Protease activity obtained by SSF can range from 20 to 50 000 U g⁻¹.⁵³ Many studies report the production of proteases by A. niger via SSF. Purushothaman et al.⁵⁴ produced a protease by A. niger using wheat bran and obtained 38.36 U g⁻¹ of protease activity after purification processes with ammonium sulfate, gel filtration and chromatographic techniques. De Castro et al.¹⁹ obtained a maximum protease activity of 262.78 U g⁻¹ when using wheat bran and soy bran as substrates, in SSF with 50% moisture and 30 °C.

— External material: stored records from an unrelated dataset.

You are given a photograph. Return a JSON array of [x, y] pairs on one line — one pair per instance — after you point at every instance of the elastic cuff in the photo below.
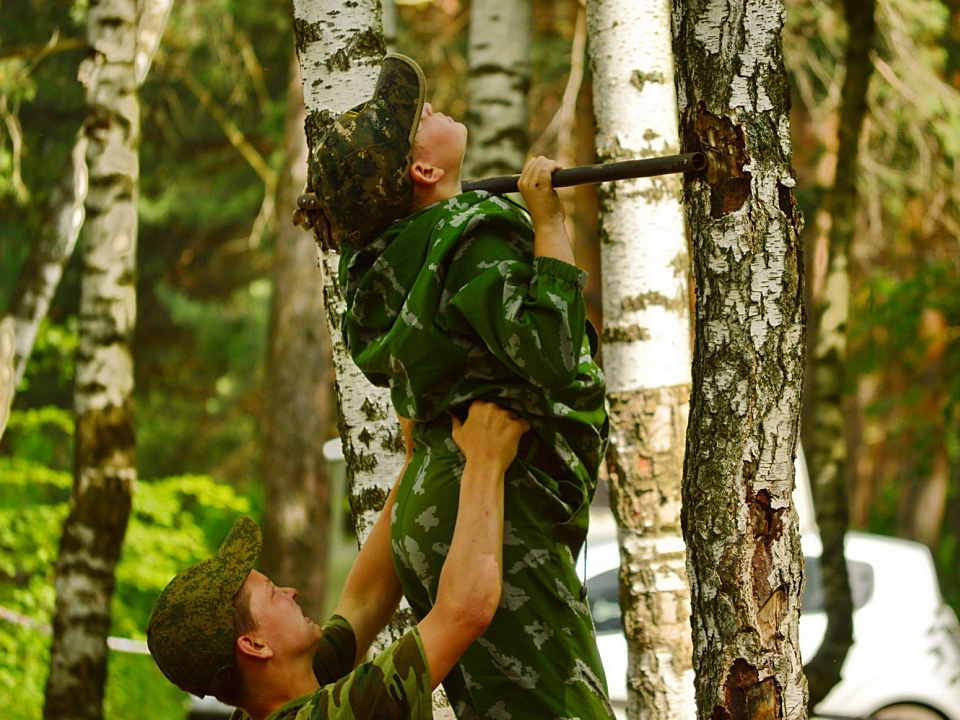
[[560, 270]]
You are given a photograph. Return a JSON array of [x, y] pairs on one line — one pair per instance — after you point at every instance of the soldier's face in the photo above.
[[441, 141], [280, 623]]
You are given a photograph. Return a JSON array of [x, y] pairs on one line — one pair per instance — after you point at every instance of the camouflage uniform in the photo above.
[[448, 305], [393, 686], [191, 637]]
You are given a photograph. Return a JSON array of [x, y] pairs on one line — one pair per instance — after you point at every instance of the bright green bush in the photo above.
[[175, 521]]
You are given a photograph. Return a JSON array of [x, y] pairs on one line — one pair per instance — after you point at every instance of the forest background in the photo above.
[[214, 108]]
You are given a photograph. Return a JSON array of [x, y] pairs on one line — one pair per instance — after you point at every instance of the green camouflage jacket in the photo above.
[[449, 304]]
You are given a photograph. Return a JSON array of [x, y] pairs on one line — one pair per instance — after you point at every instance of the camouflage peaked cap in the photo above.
[[361, 167], [190, 632]]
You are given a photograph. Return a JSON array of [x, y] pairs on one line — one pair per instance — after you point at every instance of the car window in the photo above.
[[861, 584], [603, 595], [603, 592]]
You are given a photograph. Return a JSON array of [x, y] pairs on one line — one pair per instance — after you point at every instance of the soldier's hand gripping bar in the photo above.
[[566, 177]]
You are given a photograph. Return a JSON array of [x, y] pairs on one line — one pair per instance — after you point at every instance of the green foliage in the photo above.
[[175, 522]]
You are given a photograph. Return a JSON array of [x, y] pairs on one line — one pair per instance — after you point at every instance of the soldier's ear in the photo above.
[[249, 645], [424, 173]]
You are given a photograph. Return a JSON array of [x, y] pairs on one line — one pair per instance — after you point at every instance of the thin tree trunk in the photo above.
[[298, 394], [104, 469], [499, 41], [828, 454], [340, 48], [646, 346], [8, 338], [741, 528], [40, 276]]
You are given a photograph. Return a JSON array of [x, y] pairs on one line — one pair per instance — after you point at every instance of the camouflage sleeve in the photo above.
[[395, 685], [530, 313], [337, 652]]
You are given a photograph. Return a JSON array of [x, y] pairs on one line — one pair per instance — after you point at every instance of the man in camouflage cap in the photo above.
[[222, 628], [453, 296]]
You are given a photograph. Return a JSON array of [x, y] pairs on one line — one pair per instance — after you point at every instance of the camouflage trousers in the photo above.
[[538, 659]]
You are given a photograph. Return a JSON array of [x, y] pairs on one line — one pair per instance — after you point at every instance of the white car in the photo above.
[[905, 660]]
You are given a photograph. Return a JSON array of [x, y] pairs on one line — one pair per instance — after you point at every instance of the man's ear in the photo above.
[[425, 173], [249, 645]]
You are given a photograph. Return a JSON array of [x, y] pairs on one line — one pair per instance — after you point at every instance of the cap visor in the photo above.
[[402, 86]]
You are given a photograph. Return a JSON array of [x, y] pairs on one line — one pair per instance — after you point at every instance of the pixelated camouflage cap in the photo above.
[[361, 168], [190, 632]]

The analysis of the results of protease activity at 48 h and 96 h of fermentation through analysis of variance resulted in the average interaction graphs presented in Fig. 1a and b.

Fig. 1 Protease activity as a function of the variables pH, moisture and nitrogen concentration during 48 h (a) and 96 h (b) of solid-state fermentation with A. niger (p < 0.05).

The Anova of the regression model obtained in 48 h resulted in R² = 0.9831, F value of the model = 116, and F critical = 2.19. The moisture and sodium nitrate concentration presented significant estimated effects on the protease activities in 48 h (p < 0.05; estimated effects of −389.75 and −125.25, respectively). The third order interaction effects were still significant (36.75, p = 0.025), demonstrating that the highest pH (7), lowest moisture (50%) and lowest nitrogen concentration (0.5%) were more favourable for the production of protease in 48 h, as is shown in Fig. 1a. The same behaviour can be observed in the effect of the interaction of the variables on the protease production in Fig. 1b.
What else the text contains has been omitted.